Chief Executive Officer Brian T. Moynihan has spent his first three years cleaning up after his predecessor’s takeover of Countrywide Financial Corp. and Merrill Lynch & Co., divesting more than $60 billion of assets in the process. The bank announced an $11.7 billion deal to end disputes with Fannie Mae on bad home loans this month and joined an $8.5 billion industry accord to compensate for abusive foreclosures.
Last year “was about resolving as many issues as they could,” said Marty Mosby, an analyst at Guggenheim Securities LLC, which manages more than $100 billion, including Bank of America stock. “While they’ve had to absorb some losses, they were less than the worst case, and that signifies progress.”

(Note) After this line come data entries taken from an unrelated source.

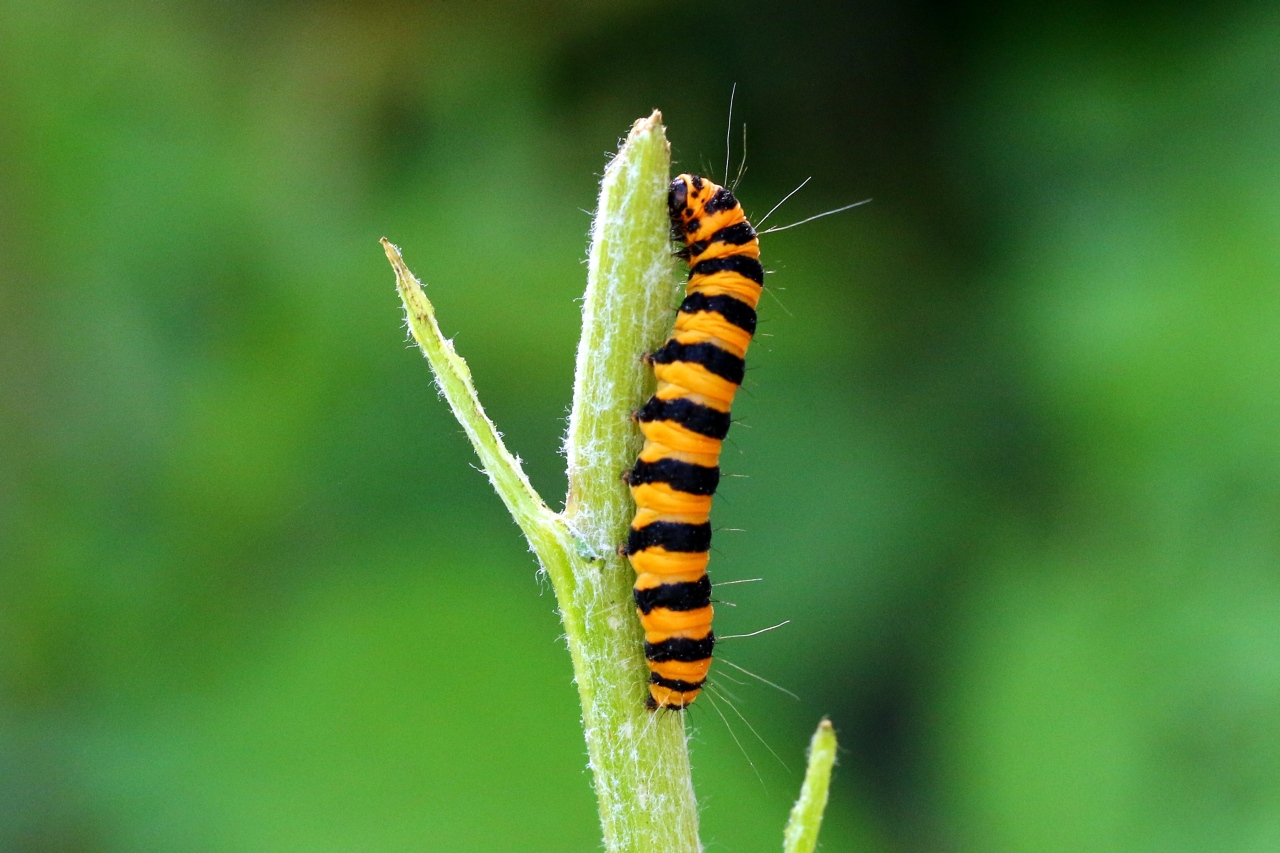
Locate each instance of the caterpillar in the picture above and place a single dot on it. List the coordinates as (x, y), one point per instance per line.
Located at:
(699, 369)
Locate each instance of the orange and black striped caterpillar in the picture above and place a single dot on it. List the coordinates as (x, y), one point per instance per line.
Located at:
(699, 369)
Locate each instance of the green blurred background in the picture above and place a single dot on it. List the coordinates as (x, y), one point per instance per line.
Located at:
(1011, 445)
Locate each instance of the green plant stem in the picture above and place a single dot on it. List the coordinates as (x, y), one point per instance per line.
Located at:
(801, 833)
(639, 760)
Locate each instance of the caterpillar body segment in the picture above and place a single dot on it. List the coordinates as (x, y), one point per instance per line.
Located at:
(699, 369)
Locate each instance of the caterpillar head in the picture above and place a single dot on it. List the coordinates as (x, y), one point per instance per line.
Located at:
(689, 194)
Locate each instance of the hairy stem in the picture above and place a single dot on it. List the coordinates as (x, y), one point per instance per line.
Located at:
(639, 760)
(801, 833)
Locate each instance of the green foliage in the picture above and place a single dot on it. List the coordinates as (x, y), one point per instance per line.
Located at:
(1010, 434)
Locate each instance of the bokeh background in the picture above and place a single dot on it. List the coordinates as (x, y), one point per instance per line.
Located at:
(1011, 447)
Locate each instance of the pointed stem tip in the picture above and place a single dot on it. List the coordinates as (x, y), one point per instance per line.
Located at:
(801, 833)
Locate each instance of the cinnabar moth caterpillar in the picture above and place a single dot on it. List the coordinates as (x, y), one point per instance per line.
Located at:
(699, 369)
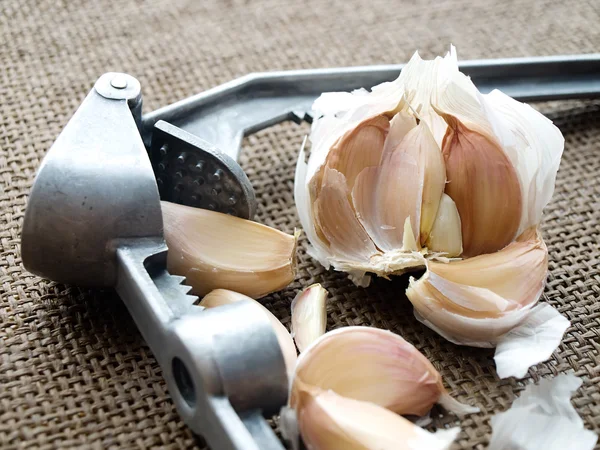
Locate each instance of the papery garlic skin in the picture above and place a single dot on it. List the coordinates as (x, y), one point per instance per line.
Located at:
(543, 418)
(477, 300)
(500, 158)
(220, 297)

Bank of America, ranked second by assets among U.S. lenders, said revenue declined to $18.7 billion from $24.9 billion a year earlier. Consumer and business banking’s profit advanced 15 percent to $1.4 billion as credit costs and expenses eased. Profit at the global banking unit rose $95 million to $1.4 billion from a year earlier as firm-wide investment banking fees increased 58 percent, the bank said.
“We feel very good about the momentum we’ve seen, particularly in the second half of the year,” Chief Financial Officer Bruce Thompson told reporters. “Revenues have stabilized and activity across the company has picked up significantly.” He cited growth in deposits and loans and said production is rising in the mortgage business.
The company has booked almost $50 billion in costs since 2007 including refunds and litigation tied to defective home loans and improper foreclosures. In September, Moynihan agreed to pay $2.4 billion to investors who said management hid the extent of Merrill Lynch losses ahead of its 2009 acquisition.
For the full year, profit more than doubled to $4.19 billion, or 25 cents a share, as revenue declined to $83.3 billion from $93.5 billion. The stock was little changed in early New York trading.
The past year showed “massive improvement in their capital ratios” and sets up the company to boost payouts to shareholders, said Thomas Brown, chief executive officer at Second Curve Capital LLC and a Bloomberg contributing editor, in a television interview on “In the Loop” with Betty Liu. “It’s going to be a great dividend and share repurchase story.”
The lender said Jan. 7 it was posting more than $5 billion in pretax fourth-quarter charges to cover the Fannie Mae payments, the foreclosure settlement and mortgage litigation. Results were also skewed by accounting charges tied to changes in the value of the firm’s debt and a tax benefit from non-U.S. subsidiaries.
The deal with Fannie Mae compensates the U.S.-backed mortgage finance firm for defective loans that were sold by Countrywide and Bank of America from 2000 through the end of 2008. The bank also agreed to repurchase $6.75 billion in mortgages from Fannie Mae, and sell $306 billion in loan servicing agreements.